EFFECT OF TWO-STEP AGING HEAT TREATMENT AND RARE EARTH ADDITIONS ON THE MICROSTRUCTURE AND MICROHARDNESS OF NANOSTRUCTURED SUPERALLOY INCONEL 718

Abstract

Inconel 718 is plenty used in elevated work temperatures because it possesses high resistance to oxidation and good mechanical properties; its principal applications are in aeronautics and aerospace engines, nuclear reactors and the chemical industry. Lately, research has been carried out on the influence of rare earth elements in superalloys to improve their microstructural characteristics and mechanical properties.

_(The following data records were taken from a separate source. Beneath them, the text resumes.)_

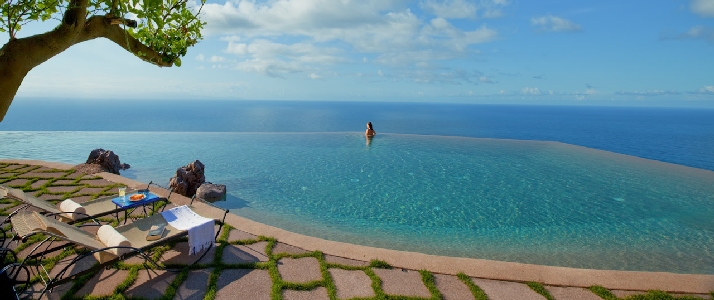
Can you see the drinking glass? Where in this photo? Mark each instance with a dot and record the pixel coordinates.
(122, 192)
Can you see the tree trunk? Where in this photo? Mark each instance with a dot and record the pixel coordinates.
(19, 56)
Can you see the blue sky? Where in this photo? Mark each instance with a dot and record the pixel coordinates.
(655, 53)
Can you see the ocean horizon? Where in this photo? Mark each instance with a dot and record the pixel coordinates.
(683, 136)
(588, 187)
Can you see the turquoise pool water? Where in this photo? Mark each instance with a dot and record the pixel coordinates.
(525, 201)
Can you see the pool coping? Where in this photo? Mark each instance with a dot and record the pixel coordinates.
(480, 268)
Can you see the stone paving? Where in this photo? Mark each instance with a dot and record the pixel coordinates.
(245, 266)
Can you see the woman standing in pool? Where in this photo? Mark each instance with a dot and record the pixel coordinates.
(370, 131)
(369, 134)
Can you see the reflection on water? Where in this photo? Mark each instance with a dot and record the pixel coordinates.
(525, 201)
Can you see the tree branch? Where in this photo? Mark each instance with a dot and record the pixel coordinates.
(100, 26)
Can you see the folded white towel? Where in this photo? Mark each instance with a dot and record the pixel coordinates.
(201, 233)
(69, 208)
(111, 238)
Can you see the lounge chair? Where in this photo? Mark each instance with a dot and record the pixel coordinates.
(92, 209)
(27, 223)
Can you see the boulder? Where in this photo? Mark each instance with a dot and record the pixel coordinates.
(211, 192)
(188, 178)
(107, 160)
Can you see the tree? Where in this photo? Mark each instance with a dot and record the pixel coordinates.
(160, 32)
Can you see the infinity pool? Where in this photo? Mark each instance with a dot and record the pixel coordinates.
(524, 201)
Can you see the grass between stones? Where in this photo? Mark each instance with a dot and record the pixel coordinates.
(478, 293)
(540, 289)
(11, 172)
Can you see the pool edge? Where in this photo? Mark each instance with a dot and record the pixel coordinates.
(480, 268)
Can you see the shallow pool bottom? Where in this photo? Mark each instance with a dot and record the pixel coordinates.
(523, 201)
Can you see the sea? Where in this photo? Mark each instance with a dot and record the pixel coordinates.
(624, 188)
(682, 136)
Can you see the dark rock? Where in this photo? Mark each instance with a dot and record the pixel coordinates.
(211, 192)
(107, 159)
(89, 168)
(188, 178)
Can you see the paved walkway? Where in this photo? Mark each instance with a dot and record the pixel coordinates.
(248, 266)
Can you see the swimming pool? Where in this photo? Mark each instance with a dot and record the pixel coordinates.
(525, 201)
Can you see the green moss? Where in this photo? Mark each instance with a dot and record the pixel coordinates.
(379, 264)
(376, 283)
(478, 293)
(428, 279)
(540, 289)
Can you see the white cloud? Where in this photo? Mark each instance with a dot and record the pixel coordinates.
(530, 91)
(452, 9)
(215, 58)
(552, 23)
(706, 90)
(704, 8)
(694, 33)
(386, 28)
(647, 93)
(458, 9)
(232, 38)
(484, 79)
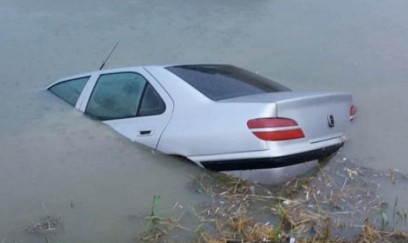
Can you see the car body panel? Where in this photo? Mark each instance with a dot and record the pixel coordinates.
(214, 134)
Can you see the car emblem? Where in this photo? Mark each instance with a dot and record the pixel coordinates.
(330, 120)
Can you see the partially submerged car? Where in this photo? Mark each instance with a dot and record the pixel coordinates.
(220, 117)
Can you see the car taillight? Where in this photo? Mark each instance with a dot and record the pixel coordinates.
(353, 111)
(275, 129)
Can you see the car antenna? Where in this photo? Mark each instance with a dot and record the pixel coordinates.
(107, 58)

The utilization of Rare earth elements like tantalum, niobium, rhenium, hafnium, and ruthenium has grown to explore their effects in superalloys and improve their mechanical and microstructural characteristics. Researchers have reported considerable effects on the solid-solution strengthening mechanism due to additions of elements such as cerium and yttrium due to favor the lattice mismatch and generate modifications of eutectic phases and carbides, enhancing the performance of superalloys. Nonetheless, the utilization of cerium, lanthanum, neodymium and praseodymium in superalloys has not been highly explored. The modified superalloy with rare earth (RE) additions was fabricated by mechanical alloying. The commercial alloy and the mixture Misch metal with a purity of 99 % and content of Ce:La:Nd:Pr: 50-55:30-35:5-10:5-10: wt% were used to obtain the new alloys with contents of 0.1, 0.2 and 0.3 wt% of RE. Spex 8000 Mill was used to produce the alloys. The consolidation was developed in a furnace at 1300 ºC for 3 h. The samples were solution treated at 980 °C for 1 h with quenched in water at room temperature, and the standard two-step aging treatment was carried out. Characterization of the alloys was performed in a JSM-7401F SEM, Panalytical x-ray diffractometer, and the hardness evaluation in LM300 AT Vickers tester. The nanostructured superalloy with RE additions presents a homogeneous and refined microstructure formed for oxides, carbides and δ-precipitates (Ni3Nb) homogeneously distributed. From the microstructural observations, higher contents of RE the superalloy favored the refinement of the microstructure and provoked increments in hardness values in the sintered, solubilized and aged conditions. The maximum hardness values were observed in the alloy with 0.2 RE (wt. %).